Dealers and investors are still trying to establish the scale of losses related to Lehman’s collapse, the first time one of the large counterparties in the derivatives industry has gone under. The final figure for losses is expected to feed into discussions about how much it will cost to trade credit derivatives in the future, according to regulators and bankers.

Credit derivatives, a sector that has ballooned to $62,000bn worth of contracts in just a few years, has been a huge source of profits for dealers and investors.

The higher costs related to counterparty risks could make it less profitable in the future.

The Federal Reserve Bank of New York has been pressing dealers to improve the trading and settlement infrastructure around the credit derivatives market.

Dealers have agreed to make changes by the end of this year, including setting up a central counterparty.

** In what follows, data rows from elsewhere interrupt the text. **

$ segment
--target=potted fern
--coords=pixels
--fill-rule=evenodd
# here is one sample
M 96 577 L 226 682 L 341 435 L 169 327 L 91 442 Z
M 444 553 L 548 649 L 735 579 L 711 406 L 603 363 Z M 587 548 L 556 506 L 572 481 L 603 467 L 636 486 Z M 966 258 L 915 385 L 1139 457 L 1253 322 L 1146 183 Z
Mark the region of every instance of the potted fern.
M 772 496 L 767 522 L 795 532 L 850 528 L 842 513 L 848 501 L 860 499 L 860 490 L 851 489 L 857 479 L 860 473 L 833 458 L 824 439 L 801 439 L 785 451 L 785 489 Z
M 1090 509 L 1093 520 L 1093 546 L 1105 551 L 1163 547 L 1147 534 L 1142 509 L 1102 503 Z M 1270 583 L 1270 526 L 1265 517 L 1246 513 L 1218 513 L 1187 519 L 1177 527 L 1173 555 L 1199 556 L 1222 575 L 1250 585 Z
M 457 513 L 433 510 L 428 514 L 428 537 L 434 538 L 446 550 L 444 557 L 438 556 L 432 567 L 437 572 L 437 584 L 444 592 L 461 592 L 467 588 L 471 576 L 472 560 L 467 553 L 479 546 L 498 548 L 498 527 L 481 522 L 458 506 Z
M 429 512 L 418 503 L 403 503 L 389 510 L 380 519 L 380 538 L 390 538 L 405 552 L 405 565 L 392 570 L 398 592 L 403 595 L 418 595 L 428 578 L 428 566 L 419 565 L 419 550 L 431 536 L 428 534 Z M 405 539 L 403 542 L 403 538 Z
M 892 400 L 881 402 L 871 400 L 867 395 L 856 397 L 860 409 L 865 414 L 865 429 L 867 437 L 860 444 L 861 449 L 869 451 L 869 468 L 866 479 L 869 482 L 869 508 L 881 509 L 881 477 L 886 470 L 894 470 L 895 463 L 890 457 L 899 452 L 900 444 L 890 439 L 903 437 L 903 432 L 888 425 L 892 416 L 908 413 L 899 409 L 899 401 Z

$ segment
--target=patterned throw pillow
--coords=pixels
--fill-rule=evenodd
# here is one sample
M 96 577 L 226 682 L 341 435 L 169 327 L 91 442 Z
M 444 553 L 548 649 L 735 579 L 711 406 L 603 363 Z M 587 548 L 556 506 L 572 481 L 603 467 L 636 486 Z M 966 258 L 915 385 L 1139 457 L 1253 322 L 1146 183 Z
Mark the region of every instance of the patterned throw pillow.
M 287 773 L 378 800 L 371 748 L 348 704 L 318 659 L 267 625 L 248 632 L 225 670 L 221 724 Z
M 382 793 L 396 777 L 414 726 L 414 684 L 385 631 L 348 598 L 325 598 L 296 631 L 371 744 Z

Dealers said that, a week into the Lehman bankruptcy, they were about “half way” through closing out trades with Lehman. Investors such as hedge funds have much more cumbersome processes to work through, as they often require numerous quotes for each derivative they are seeking to unwind.

Previous discussions about a central counterparty met with some opposition from hedge funds and other investors, with some investors worried that a small group of dealers would have too much control over the sector.

There appears to have been a shift in sentiment, however. “There is a widespread recognition that there needs to be change. Credit derivatives are very valuable tools and we need to find a way to make the market more sustainable in the future,” says one leading hedge fund manager.